Tutto ciò dovrebbe stimolare il nostro governo a sostenere un’attiva politica estera di continua pressione nei confronti del regime di Al Sisi, anche solo per rispetto della memoria di Giulio Regeni e della sua famiglia e invece sul piano dei rapporti diplomatici si registra ormai un’armonia fatta di incontri bilaterali sempre più fitti, forniture di armi, formazione, scambi commerciali ai massimi livelli, fino alla recente vendita di due fregate militari.
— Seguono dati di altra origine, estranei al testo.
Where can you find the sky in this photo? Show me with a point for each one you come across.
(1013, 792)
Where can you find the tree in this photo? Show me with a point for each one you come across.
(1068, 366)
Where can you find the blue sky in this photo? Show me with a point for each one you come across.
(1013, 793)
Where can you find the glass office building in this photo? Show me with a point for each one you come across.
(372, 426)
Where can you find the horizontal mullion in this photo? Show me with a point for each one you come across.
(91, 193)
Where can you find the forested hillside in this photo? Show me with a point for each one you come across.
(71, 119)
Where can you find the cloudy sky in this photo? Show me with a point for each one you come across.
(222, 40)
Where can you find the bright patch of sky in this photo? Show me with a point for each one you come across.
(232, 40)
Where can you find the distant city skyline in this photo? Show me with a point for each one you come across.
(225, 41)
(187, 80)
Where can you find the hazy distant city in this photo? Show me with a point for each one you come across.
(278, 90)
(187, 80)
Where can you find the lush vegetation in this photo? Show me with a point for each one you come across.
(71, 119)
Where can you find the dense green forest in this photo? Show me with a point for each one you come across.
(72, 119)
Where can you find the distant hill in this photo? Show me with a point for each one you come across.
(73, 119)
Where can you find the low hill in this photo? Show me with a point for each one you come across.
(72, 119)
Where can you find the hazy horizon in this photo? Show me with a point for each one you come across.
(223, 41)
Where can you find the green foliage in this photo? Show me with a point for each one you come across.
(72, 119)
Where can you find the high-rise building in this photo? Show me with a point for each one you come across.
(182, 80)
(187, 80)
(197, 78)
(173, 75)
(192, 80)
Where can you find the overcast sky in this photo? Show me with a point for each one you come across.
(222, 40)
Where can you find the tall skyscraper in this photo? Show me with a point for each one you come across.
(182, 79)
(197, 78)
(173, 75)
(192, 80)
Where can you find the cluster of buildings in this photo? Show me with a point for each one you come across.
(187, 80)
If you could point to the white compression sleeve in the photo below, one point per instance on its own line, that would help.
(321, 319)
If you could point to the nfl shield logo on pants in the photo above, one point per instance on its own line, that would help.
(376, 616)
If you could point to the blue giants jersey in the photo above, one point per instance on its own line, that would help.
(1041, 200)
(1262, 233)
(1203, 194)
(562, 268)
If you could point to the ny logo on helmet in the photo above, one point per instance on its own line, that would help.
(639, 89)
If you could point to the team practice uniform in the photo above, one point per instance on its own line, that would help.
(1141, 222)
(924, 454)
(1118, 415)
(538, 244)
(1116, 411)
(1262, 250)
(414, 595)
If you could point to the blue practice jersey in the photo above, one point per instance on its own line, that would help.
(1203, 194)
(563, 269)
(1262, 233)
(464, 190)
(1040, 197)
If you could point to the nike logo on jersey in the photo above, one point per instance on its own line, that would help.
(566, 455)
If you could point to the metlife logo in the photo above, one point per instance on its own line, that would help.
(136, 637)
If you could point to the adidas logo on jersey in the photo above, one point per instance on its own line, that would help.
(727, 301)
Al termine di ogni incontro, lo stucchevole rito ipocrita del «…ho ricordato al mio interlocutore la vicenda di Giulio Regeni». Solo pochi giorni fa il sottosegretario agli Esteri Manlio Di Stefano ha dichiarato in un’intervista a Radio 24: «Non credo che il ritiro dell’ambasciatore sia una soluzione, non l’ho mai creduto per un semplice motivo: l’ambasciatore è sostanzialmente il rappresentante del suo Paese in un altro Paese. Se si toglie l’ambasciatore di fatto si finisce di dialogare, ma a noi interessa dialogare perché dobbiamo avere la verità su Regeni». Nutriamo qualche dubbio in merito, forse in tema di diritti umani basterebbe osservare la politica estera di altre nazioni, tipo quelle situate nell’altro emisfero.